Title: The Inventive Act of Reading
Author: CS de Beer
ISBN: 978-1-92033-552-6
UIT DRUK

The importance of reading and of reading well in an age characterised by the decline of literacy and literateness cannot be overemphasised. It seems decisive to bring out the importance of reading at a time when it seems as if this enriching human endeavour is no longer of central importance for intellectual life to flourish.

This publication claims a high level of relevance and deserves to be carefully attended to. An active discussion on ways to replace a culture of illiteracy (camouflaged as functional literacy) with the full scope of comprehensive literacy is desperately needed in society.

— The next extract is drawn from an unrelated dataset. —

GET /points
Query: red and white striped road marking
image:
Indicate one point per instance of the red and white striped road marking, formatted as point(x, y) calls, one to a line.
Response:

The comprehensively literate person would be the reader who engages in the act of reading in an adventurous way. That would imply: Rather than merely repeating texts or memorising texts, readers should be able to come up, in their reading of texts, with new meanings for constant change and new circumstances: inventive acts of reading. This implies a plea for an education to full readership and by implication to the cultivation of comprehensive literacy. No reader should ever be satisfied with the minimum of meaning. The richness of being and the wealth of language guarantee to readers, and for any text to be read, an equal wealth of meanings, and richness of inventions for all circumstances of life.

 

The author

Prof. CS (Fanie) de Beer is Emeritus Professor in the Depart­ment of Information Science, University of South Africa (Unisa), Pretoria, and is currently related to the Department of Information Science, University of Pretoria.

He graduated in Agriculture, and Philosophy (doctoral studies), at the University of Pretoria and acquired a post-doc­toral qualification in Philosophy at the University of Paris X. Nanterre, France. He taught Philosophy, Com­­munications and Information Science at various universities, undertook research in all these fields, and was involved in consultancy work in the fields of knowledge generation, invention, dissemination and application. He is currently engaged in research in the following fields: the philosophy and theory of in­formation, philosophies and theories of technics and technology, of knowledge invention, dissemination and utilisation. He is also committed to research on reading theory and literacy, on the re-invention of human spirituality and noology, on the ethics of knowledge and science, and on theories of informatisation and plasticity.

He has published widely in all these fields.